The term was coined by author Dan Buettner after research revealed five hotspots around the globe where people tended to live demonstrably longer lives: Okinawa in Japan, Sardinia in Italy, Nicoya in Costa Rica, Icaria in Greece, and Loma Linda in the US.
The long, healthy lives led by people living in these communities – all five places have high concentrations of people living beyond 100 – have been put down to familiar themes such as moderate physical activity and a healthy diet, but researchers have also singled out the more difficult-to-pin-down concepts of purpose, family and social engagement as key elements.
For those living with social anxiety or the day-to-day issues of poor mental health, employing social skills and mixing in the community can be a challenge – but, as the “blue zone” research reveals, the benefits of tackling those challenges head-on can be huge.
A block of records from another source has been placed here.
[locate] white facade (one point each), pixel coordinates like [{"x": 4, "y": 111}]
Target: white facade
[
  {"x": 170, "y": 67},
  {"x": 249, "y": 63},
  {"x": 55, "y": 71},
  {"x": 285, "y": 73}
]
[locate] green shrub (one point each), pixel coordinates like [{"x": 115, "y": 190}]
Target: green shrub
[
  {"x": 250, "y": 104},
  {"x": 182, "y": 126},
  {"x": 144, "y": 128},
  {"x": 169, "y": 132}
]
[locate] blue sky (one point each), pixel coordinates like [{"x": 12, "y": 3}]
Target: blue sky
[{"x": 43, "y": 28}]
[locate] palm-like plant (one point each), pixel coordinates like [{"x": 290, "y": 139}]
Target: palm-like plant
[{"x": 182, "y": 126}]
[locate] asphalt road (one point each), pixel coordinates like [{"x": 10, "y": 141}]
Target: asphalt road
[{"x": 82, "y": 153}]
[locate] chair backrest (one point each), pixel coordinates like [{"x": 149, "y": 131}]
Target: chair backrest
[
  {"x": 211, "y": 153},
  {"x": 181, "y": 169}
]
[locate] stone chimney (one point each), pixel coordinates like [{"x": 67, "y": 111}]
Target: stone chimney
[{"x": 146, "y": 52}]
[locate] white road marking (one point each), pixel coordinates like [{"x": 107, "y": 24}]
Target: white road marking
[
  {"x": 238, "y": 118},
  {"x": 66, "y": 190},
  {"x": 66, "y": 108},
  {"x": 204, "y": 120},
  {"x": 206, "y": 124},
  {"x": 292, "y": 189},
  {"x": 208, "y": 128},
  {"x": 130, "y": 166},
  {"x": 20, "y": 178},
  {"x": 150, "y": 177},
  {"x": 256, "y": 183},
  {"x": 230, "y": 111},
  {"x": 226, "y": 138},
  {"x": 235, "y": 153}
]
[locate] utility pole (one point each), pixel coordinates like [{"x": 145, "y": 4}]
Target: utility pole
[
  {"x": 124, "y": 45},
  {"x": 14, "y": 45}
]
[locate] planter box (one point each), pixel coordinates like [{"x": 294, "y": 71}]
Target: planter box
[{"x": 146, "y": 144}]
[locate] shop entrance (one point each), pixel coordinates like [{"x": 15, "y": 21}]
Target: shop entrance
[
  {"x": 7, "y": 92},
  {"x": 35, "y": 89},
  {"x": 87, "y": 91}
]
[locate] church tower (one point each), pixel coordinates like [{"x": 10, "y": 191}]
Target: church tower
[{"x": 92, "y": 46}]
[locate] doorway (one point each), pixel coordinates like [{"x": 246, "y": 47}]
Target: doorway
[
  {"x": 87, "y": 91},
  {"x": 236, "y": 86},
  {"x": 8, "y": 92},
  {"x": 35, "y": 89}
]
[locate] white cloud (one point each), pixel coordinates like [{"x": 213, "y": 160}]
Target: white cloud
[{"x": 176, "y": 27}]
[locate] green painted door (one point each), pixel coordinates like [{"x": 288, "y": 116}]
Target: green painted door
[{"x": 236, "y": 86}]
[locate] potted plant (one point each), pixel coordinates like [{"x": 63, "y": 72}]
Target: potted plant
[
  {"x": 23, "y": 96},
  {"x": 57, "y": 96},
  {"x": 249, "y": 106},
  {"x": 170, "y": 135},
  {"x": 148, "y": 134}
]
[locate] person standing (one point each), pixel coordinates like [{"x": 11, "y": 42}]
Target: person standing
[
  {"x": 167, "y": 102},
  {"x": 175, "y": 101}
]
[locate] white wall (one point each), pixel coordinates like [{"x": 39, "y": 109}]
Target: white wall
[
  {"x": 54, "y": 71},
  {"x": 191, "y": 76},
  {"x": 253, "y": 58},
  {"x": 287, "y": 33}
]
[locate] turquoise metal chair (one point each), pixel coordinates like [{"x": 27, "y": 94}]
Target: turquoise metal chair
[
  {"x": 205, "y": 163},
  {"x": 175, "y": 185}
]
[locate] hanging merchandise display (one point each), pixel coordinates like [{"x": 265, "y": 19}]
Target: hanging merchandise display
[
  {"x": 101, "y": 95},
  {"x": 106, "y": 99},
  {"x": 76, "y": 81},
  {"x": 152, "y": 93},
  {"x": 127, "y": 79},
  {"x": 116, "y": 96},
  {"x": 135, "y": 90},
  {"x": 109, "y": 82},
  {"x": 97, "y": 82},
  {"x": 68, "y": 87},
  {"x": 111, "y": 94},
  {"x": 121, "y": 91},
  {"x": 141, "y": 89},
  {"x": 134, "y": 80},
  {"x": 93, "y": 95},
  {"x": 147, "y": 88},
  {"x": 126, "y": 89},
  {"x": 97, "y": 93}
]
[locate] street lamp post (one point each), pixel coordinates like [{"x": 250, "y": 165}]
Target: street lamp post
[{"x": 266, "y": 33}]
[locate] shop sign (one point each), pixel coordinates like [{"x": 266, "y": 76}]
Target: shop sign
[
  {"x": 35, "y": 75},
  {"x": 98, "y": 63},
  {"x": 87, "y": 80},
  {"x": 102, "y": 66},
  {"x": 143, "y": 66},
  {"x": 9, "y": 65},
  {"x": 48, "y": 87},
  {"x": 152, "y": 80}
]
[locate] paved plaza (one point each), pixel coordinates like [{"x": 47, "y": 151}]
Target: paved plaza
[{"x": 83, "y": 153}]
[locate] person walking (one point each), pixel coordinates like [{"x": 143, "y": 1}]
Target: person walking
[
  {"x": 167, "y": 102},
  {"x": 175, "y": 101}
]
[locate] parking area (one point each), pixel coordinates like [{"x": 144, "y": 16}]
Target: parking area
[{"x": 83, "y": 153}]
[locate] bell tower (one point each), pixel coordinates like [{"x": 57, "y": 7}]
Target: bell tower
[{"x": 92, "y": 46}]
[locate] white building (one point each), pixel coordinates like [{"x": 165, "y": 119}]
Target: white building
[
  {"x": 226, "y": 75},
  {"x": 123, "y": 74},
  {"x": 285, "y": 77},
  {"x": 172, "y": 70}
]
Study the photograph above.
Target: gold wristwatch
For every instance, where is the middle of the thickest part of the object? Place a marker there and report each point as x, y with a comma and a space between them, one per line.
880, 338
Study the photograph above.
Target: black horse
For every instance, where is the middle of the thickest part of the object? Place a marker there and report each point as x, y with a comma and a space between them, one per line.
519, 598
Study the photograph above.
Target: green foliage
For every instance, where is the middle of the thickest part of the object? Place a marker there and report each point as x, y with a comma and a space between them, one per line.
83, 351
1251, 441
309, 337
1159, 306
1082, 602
2014 studies at the University of Chicago led by John Cacioppo found that extreme loneliness had twice the impact as obesity on the likelihood of a person’s changes of premature death, and nearly as much impact as disadvantaged socioeconomic status. In other words, cutting yourself off from society can seriously damage your health.
Lonely people, studies found, experienced poor sleep patterns, high blood pressure, increased levels of the stress hormone cortisol, increased depression and “lower overall subjective well-being”.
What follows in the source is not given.